Indonesia Tries Another Moratorium
The Indonesian government has said that it has put in place a presidential instruction that halts new palm oil developments for three years.
Various environmental groups have welcomed the announcement, but it should be viewed with a degree of scepticism.
First, it’s a presidential instruction or ‘inpres’. This means it is a declaration from the office of the President, rather than a piece of legislation created by the President (‘Perpres’). This is of utmost significance. ‘Inpres’ declarations are best described as lower-level laws in Indonesia’s legal hierarchy.
Often these lower-level laws lack implementing regulation from the relevant ministry, and/or the relevant sub-national government. These means that although it is a legal instrument, the lack of regulation means it can’t be implemented.

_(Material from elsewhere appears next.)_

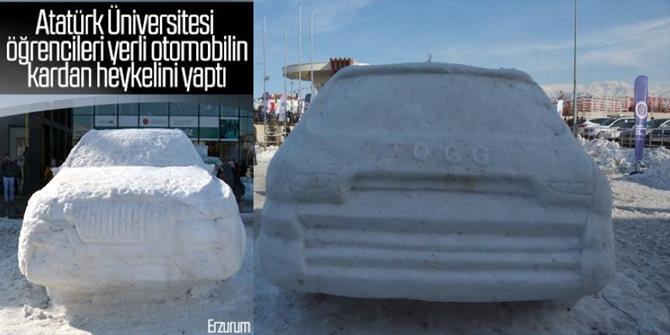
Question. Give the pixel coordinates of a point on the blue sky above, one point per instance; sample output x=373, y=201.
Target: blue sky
x=617, y=40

Second, even with implementing regulation, that doesn’t mean the laws themselves are enforceable, meaning compliance might be low.
Any number of decrees may be issued from Jakarta that will require implementing regulation from provincial authorities. But as has sometimes been the case, the provinces can have an adversarial relationship with Jakarta.
Added to this is that resources for compliance and enforcement aren’t always there. Indonesia is a big country, but has limited resources. Provincial heads may simply not have the fiscal means to support large-scale reviews of oil palm plantation permits.
Third, we’ve been here before. In 2009, in the lead-up to the Copenhagen climate conference, President Yudhoyono issued what was effectively a moratorium on forest clearing. This was partnered with a USD 1 billion grant from the government of Norway as an incentive payment. But the fact of the matter was that the moratorium simply did not slow forest loss. In the six years after the announcement forest loss increased.
So why has the announcement been made now?
The EU’s planned restrictions on palm oil biofuels for the Renewable Energy Directive are without doubt causing producer nations a high degree of concern. Much of the language that the EU is using concerns risk of land use change (direct or indirect) in high carbon stock forests. A moratorium – if enforceable – would lower that perceived risk.
Wilmar vs Greenpeace Heats Up
Wilmar and Greenpeace appear to have stepped up their war of words – and actions. Wilmar, for its part, has gone on a media blitz, pointing out that many of Greenpeace’s accusations are incorrect or outdated. However, factual accuracy has never been Greenpeace’s strong suit, and facts, no matter how compelling, are not going to force Greenpeace to back down.
Greenpeace has stepped up its public action, ‘occupying’ a Wilmar refinery in Sulawesi. This is straight out of the Greenpeace playbook – from several years ago.
The question is this: who is Greenpeace attempting to convince with this additional action?
As we noted last week, Greenpeace is seeking greater support for its High Carbon Stock Approach methodology.
Wilmar was already implementing ‘no deforestation, no peat, no exploitation’ within its own plantations; it was already asking suppliers to comply with the same policies, and there are limits to how quickly companies can change supply chain practices. Their key demand was having access to having all supply chain information.
The point of leverage Greenpeace has is with purchasers in Western companies and in Western markets. Do purchasers think this new action is acceptable? One comment in the Straits Times last week stood out:
There is growing frustration among activists that big plantation companies, including pulp and paper suppliers, are, in effect, having their cake and eating it too by announcing big sustainability goals in order to hold on to brands such as Nestle and Unilever, only to hide misdeeds among their opaque supplier networks.
It may be the case that purchasers are for the most part satisfied with most efforts so far and understand that minor tweaks to RSPO no deforestation policies will only provide incremental environmental and economic gains. Having purchasers care more about the technical difference between a broad ‘no deforestation’ approach and the complexities of HCSA may be a tough sell. Consider also that companies like Nestle have announced that they will use satellites to monitor suppliers for deforestation. In these cases, who needs Greenpeace?
Swiss Farmers Swing and Miss
The Swiss Senate rejected a proposal to leave palm oil off the negotiating table in its future agreements with Indonesia and Malaysia as part of EFTA bloc (European Free Trade Agreement), comprising Switzerland, Norway, Iceland and Liechtenstein.
Senators rightly pointed out that forcing palm oil off the table would lead to a collapse in negotiations. That said, the palm oil trade between Malaysia and Switzerland is small, hitting around 35,000 tonnes annually. The bulk of this goes to the food industry.
The biggest opponents to palm oil in Switzerland are, unsurprisingly, rapeseed producers. There are around 8,000 producers growing on 15,000 ha.
This is not a significant number of farmers compared with the millions of oil palm growers across Southeast Asia. However, as the Belgian dispute over farming in the Canada Europe FTA showed, a small number of farmers can have a big impact in inward-looking European markets.
The Senate did, however, instruct negotiators to seek provisions on sustainable production of palm oil and the development of international standards for sustainable production. This second point is promising. The introduction of an ISO-endorsed standard for palm oil could be very welcome, particularly when international disputes over sustainability emerge. The starting point would likely be the MSPO.